New York is investigating an American company accused of selling millions of fake followers to social media accounts, the state’s chief prosecutor said Saturday. 

The announcement from Attorney General Eric Schneiderman follows an in-depth New York Times investigation into Devumi, which it alleges has sold automated followers to politicians, celebrities and other public figures, often using the names, pictures and personal details of real people on those bot accounts.

If the accusations prove true, Schneiderman tweeted, Devumi may be found guilty of impersonation and deception. The violations alleged in the Times, he added, unfairly allow people with money to buy “apparent influence.”

Devumi, which the Times described as trafficking in “counterfeit coins in the booming economy of online influence,” advertises on its website that $10 will buy customers at least 500 Twitter followers in one to two days. For $49, it guarantees 10 times that number in two weeks or less. The firm also offers other forms of online social currency, such as retweets and video views. 

Customers run the gamut. The Times named China Xinhua News, the country’s state-run news agency; Michael Dell, the computer billionaire; Louise Linton, the wife of Treasury Secretary Steven Mnuchin; Lenín Moreno, president of Ecuador; and a slew of actors, athletes, reality stars and other public figures. 

Devumi did not immediately return a request for comment on Schneiderman’s investigation. 

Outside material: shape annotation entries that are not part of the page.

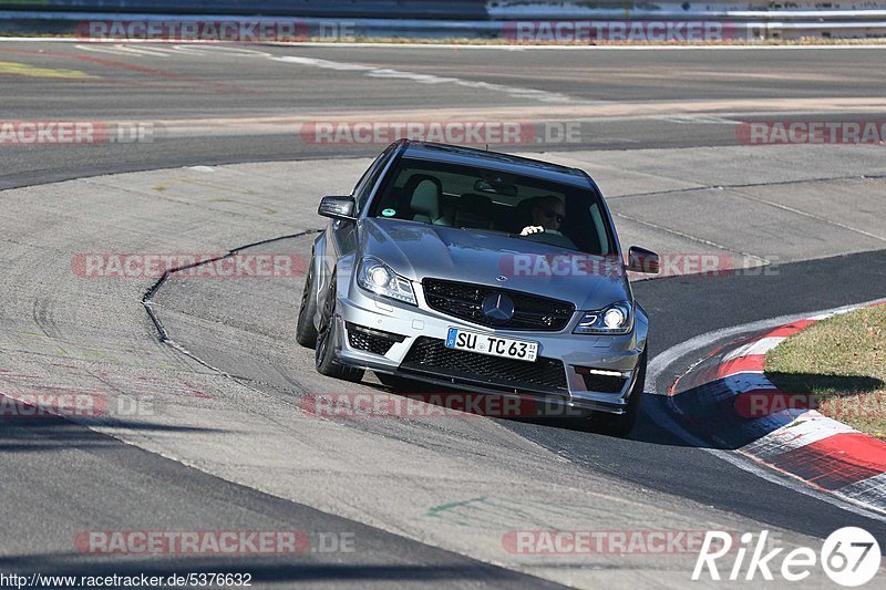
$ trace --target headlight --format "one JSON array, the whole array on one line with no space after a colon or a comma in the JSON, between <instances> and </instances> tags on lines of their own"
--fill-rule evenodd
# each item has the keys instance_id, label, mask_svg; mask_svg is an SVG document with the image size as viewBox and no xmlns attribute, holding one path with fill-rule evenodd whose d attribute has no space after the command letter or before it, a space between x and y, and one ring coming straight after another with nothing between
<instances>
[{"instance_id":1,"label":"headlight","mask_svg":"<svg viewBox=\"0 0 886 590\"><path fill-rule=\"evenodd\" d=\"M574 334L627 334L633 328L633 313L627 301L612 303L581 317Z\"/></svg>"},{"instance_id":2,"label":"headlight","mask_svg":"<svg viewBox=\"0 0 886 590\"><path fill-rule=\"evenodd\" d=\"M404 279L391 267L368 256L360 260L360 268L357 270L357 283L373 293L382 297L390 297L404 303L416 306L415 292L412 290L412 282Z\"/></svg>"}]
</instances>

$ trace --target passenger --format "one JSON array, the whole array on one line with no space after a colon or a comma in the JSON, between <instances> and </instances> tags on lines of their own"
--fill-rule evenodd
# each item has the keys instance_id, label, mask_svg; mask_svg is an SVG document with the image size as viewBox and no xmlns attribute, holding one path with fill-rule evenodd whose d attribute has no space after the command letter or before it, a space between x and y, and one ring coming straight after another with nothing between
<instances>
[{"instance_id":1,"label":"passenger","mask_svg":"<svg viewBox=\"0 0 886 590\"><path fill-rule=\"evenodd\" d=\"M559 234L560 225L566 221L566 207L559 197L548 195L533 207L533 225L523 228L521 236L555 231Z\"/></svg>"}]
</instances>

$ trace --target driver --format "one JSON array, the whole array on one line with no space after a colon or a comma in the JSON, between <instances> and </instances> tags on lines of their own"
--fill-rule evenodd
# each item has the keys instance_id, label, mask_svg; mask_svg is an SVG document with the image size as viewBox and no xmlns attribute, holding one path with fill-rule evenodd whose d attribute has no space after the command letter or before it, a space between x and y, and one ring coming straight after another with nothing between
<instances>
[{"instance_id":1,"label":"driver","mask_svg":"<svg viewBox=\"0 0 886 590\"><path fill-rule=\"evenodd\" d=\"M533 225L523 228L521 236L554 231L559 234L560 225L566 220L566 207L559 197L548 195L533 207Z\"/></svg>"}]
</instances>

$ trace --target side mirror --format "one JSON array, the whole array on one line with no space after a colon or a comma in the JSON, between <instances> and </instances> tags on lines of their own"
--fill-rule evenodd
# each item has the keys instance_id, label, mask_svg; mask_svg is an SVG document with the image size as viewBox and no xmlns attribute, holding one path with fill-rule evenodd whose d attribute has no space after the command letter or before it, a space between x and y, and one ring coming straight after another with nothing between
<instances>
[{"instance_id":1,"label":"side mirror","mask_svg":"<svg viewBox=\"0 0 886 590\"><path fill-rule=\"evenodd\" d=\"M323 217L341 219L343 221L356 221L354 209L357 204L353 197L323 197L317 213Z\"/></svg>"},{"instance_id":2,"label":"side mirror","mask_svg":"<svg viewBox=\"0 0 886 590\"><path fill-rule=\"evenodd\" d=\"M659 256L652 250L631 246L628 250L628 270L632 272L645 272L647 275L658 275L660 270Z\"/></svg>"}]
</instances>

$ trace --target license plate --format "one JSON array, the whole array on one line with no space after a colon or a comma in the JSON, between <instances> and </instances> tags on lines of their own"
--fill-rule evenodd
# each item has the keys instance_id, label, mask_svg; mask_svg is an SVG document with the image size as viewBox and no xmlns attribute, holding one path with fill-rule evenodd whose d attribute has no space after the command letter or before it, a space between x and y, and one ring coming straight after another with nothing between
<instances>
[{"instance_id":1,"label":"license plate","mask_svg":"<svg viewBox=\"0 0 886 590\"><path fill-rule=\"evenodd\" d=\"M460 330L459 328L450 328L446 337L446 348L488 354L490 356L516 359L517 361L529 363L535 362L538 355L538 342L493 337L468 330Z\"/></svg>"}]
</instances>

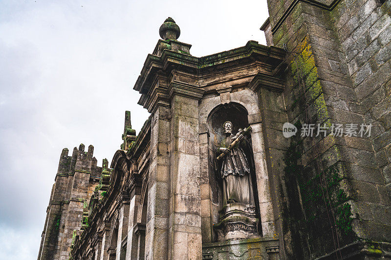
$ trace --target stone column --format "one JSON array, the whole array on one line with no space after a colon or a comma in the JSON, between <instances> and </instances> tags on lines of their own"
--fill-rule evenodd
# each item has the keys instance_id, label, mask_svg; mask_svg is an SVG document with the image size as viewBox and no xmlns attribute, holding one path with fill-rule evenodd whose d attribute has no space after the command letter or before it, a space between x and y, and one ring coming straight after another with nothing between
<instances>
[{"instance_id":1,"label":"stone column","mask_svg":"<svg viewBox=\"0 0 391 260\"><path fill-rule=\"evenodd\" d=\"M119 209L118 237L117 239L117 249L115 254L116 260L125 259L126 253L122 249L122 242L128 233L128 223L129 214L129 196L126 191L123 191L120 200L121 207Z\"/></svg>"},{"instance_id":2,"label":"stone column","mask_svg":"<svg viewBox=\"0 0 391 260\"><path fill-rule=\"evenodd\" d=\"M110 227L111 225L109 220L104 220L104 227L103 230L103 238L102 240L102 249L100 253L100 260L108 259L109 256L107 249L109 248L109 240L110 236Z\"/></svg>"},{"instance_id":3,"label":"stone column","mask_svg":"<svg viewBox=\"0 0 391 260\"><path fill-rule=\"evenodd\" d=\"M201 259L198 103L203 91L171 82L169 259Z\"/></svg>"},{"instance_id":4,"label":"stone column","mask_svg":"<svg viewBox=\"0 0 391 260\"><path fill-rule=\"evenodd\" d=\"M139 251L137 245L138 238L135 234L135 225L137 224L139 206L140 205L141 189L141 180L135 175L138 175L134 172L130 176L132 186L130 189L130 200L129 204L129 219L128 223L128 243L126 247L126 259L137 259L137 252ZM145 233L144 228L144 233ZM144 253L144 249L143 250Z\"/></svg>"},{"instance_id":5,"label":"stone column","mask_svg":"<svg viewBox=\"0 0 391 260\"><path fill-rule=\"evenodd\" d=\"M167 258L170 160L170 120L167 106L157 104L151 126L145 259Z\"/></svg>"}]
</instances>

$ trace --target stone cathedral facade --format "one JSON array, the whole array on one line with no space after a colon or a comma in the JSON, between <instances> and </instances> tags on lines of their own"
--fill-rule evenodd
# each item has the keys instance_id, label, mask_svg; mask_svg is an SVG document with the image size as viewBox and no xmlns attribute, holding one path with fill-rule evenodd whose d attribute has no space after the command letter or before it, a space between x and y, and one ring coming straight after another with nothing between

Meanwhile, social media giants, Facebook and Twitter in particular, face immense scrutiny as they struggle to protect their users from the misinformation spreading on their platforms. While the federal government continues to probes Russia’s meddling in the 2016 election, Facebook admitted in September that an operation likely based in Russia had spent $100,000 on thousands of U.S. ads on its platform promoting divisive social and political messages in a two-year period leading up to May 2017.